It really helps that my fieldwork entails doing extensive personal interviews, so I have a lot of speaking and listening time. but i know that when my research period is over I'm going to have to be more productive, so I really appreciate your suggestions!


----------



## Bevdeforges (Nov 16, 2007)

Back when I was learning French in elementary school, they told us NOT to let people correct us when we were just talking. It would make you more timid about speaking and besides, back in the US we consider it rude to correct an adult in public like that. 

Things are not the same over on this side of the pond. In France (and I'm guessing in Italy, too), when they learned languages in school, they were constantly corrected and told that they should correct other people when they misspeak. Accept the fact that they're trying to be helpful. I usually just nod, and if it's a single word or two, will repeat whatever they said, and then move on. Tell yourself that it's nice of them to try to help you, but then just move on. (Yeah, it drove me nuts at first here, too - but you just say, "well, that's Italy" or whatever.)

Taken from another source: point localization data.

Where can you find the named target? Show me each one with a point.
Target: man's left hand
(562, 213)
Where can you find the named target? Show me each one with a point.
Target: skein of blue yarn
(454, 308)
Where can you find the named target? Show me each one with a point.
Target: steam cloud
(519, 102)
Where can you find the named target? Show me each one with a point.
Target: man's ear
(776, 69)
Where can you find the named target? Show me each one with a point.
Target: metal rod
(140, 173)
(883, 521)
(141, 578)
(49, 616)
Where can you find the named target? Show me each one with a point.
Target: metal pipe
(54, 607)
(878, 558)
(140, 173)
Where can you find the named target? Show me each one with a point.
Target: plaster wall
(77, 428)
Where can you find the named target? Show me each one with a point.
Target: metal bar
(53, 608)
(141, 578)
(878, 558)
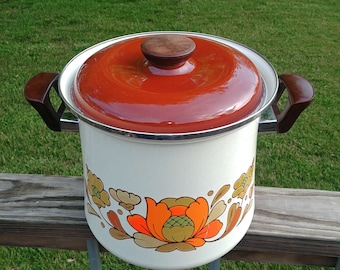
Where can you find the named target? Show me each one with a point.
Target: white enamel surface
(167, 169)
(163, 169)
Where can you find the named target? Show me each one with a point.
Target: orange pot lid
(168, 83)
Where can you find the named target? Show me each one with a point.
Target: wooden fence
(290, 226)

Hey, after 20 years here, I still have "fumble mouth" days when I just can't get anything out correctly. It happens. Make a little joke about it and move on. The fact of the matter is that you're out there, and you're getting involved. In six months or a year from now, you'll suddenly realize that you speak the language a whole lot better than you used to. (Or at least a whole lot better than the newcomer you've just taken under your wing.)
Cheers,
Bev


----------



## NickZ (Jun 26, 2009)

Personally I find it strange you're being corrected in that way. Did you tell them you wanted help?

Rome is full of tourists. If they corrected every single one nobody would get anything done


----------